Complétez les adresses lorsque cela est possible. Lorsque l’utilisateur saisit un code postal, par exemple, la ville devrait apparaître automatiquement. Les rues pourraient être proposées dans une liste déroulante correspondant au code postal afin d’éviter une saisie fastidieuse. Valider les données de manière qualitative. Les adresses sont là encore un bon exemple. Une solution appelée DATAFACTORY vient ici étonnamment de la Deutsche Post.

Valider les données en temps réel. Certains formats sont requis pour la saisie des données. Une adresse électronique suit toujours la même syntaxe. Ainsi, s’il ne contient pas de « @ », il doit également s’afficher immédiatement comme une erreur. Veuillez rester amical dans tous les cas. Au lieu de « Erreur ! L’adresse électronique doit contenir un @ ! » plutôt que « Quelque chose semble avoir mal tourné. L’adresse électronique que vous avez saisie ne contient pas de @. » Personne ne veut être traité comme un enfant de cinq ans par un formulaire de contact. Pourquoi l’erreur doit-elle être affichée immédiatement ? Lorsque le formulaire est soumis et que la page se recharge dans le but de gronder l’utilisateur, cela coûte du temps et des nerfs. Selon une étude d’alistapart, la validation en temps réel peut augmenter de 22 % les conversions de formulaires. Il réduit également de 42 % le temps nécessaire pour remplir le formulaire.

Évitez les champs obligatoires. Parce que c’est une pure absurdité. Si un champ n’est pas obligatoire, alors vous n’en avez pas besoin. Ainsi, pour éviter les champs de formulaire inutiles, il convient de les éliminer.

Tests réactifs sur l’écran de bureau – un avertissement

Tester le mobile en réduisant le navigateur est un non-sens.
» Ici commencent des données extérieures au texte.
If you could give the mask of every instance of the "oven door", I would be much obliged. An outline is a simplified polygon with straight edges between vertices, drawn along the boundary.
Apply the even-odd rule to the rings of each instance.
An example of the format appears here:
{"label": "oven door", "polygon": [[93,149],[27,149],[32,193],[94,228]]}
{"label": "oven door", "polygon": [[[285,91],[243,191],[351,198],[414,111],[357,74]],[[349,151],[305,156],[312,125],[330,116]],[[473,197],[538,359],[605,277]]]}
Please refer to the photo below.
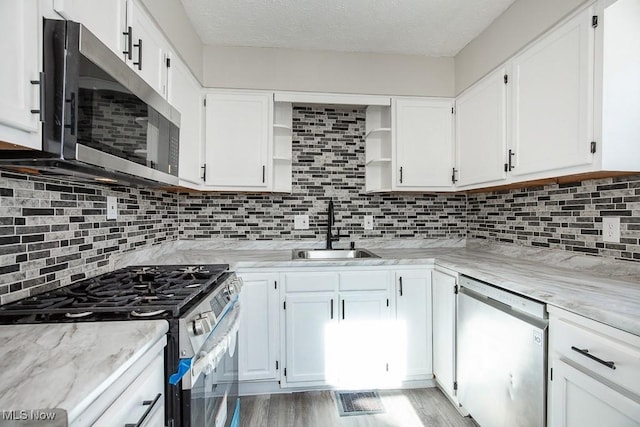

Et il en est toujours ainsi dans le simulateur. Pourquoi ? On ne regarde tout simplement pas un site Web mobile de cette façon dans des conditions réelles. La distance à l’écran, l’angle de vision, la taille, la résolution, le type de connexion, le processeur et surtout la manipulation ne sont pas bons. La détection des fonctionnalités de certains simulateurs n’aide pas non plus.

Alors prends le téléphone. Idéalement, un appareil iOS et Android. Pourquoi les deux ? Android propose un bouton retour par défaut. L’exploitation des sites Web est donc fondamentalement différente à certains endroits par rapport à un appareil iOS.

Pour ceux qui ont besoin de savoir exactement et qui ont le temps, opendevicelab.com est l’endroit où aller. Vous pouvez y faire tester votre site web sur un mur entier d’appareils. Une branche allemande existe à Berlin.

Avec uxrecorder pour iOS, vous pouvez tester l’expérience utilisateur directement sur l’iPhone. Vous donnez l’iPhone à un testeur, le laissez tester votre site web mobile sur l’appareil et recevez une vidéo du testeur enregistrée avec la caméra frontale.

Conclusion

L’optimisation de la conversion mobile n’est pas un sujet « pour plus tard ». Nous avons les débuts derrière nous. L’heure est venue de façonner activement le sujet et de créer des normes qui faciliteront l’utilisation des ORC mobiles et en augmenteront le succès à l’avenir. Cela n’a jamais été aussi facile qu’aujourd’hui.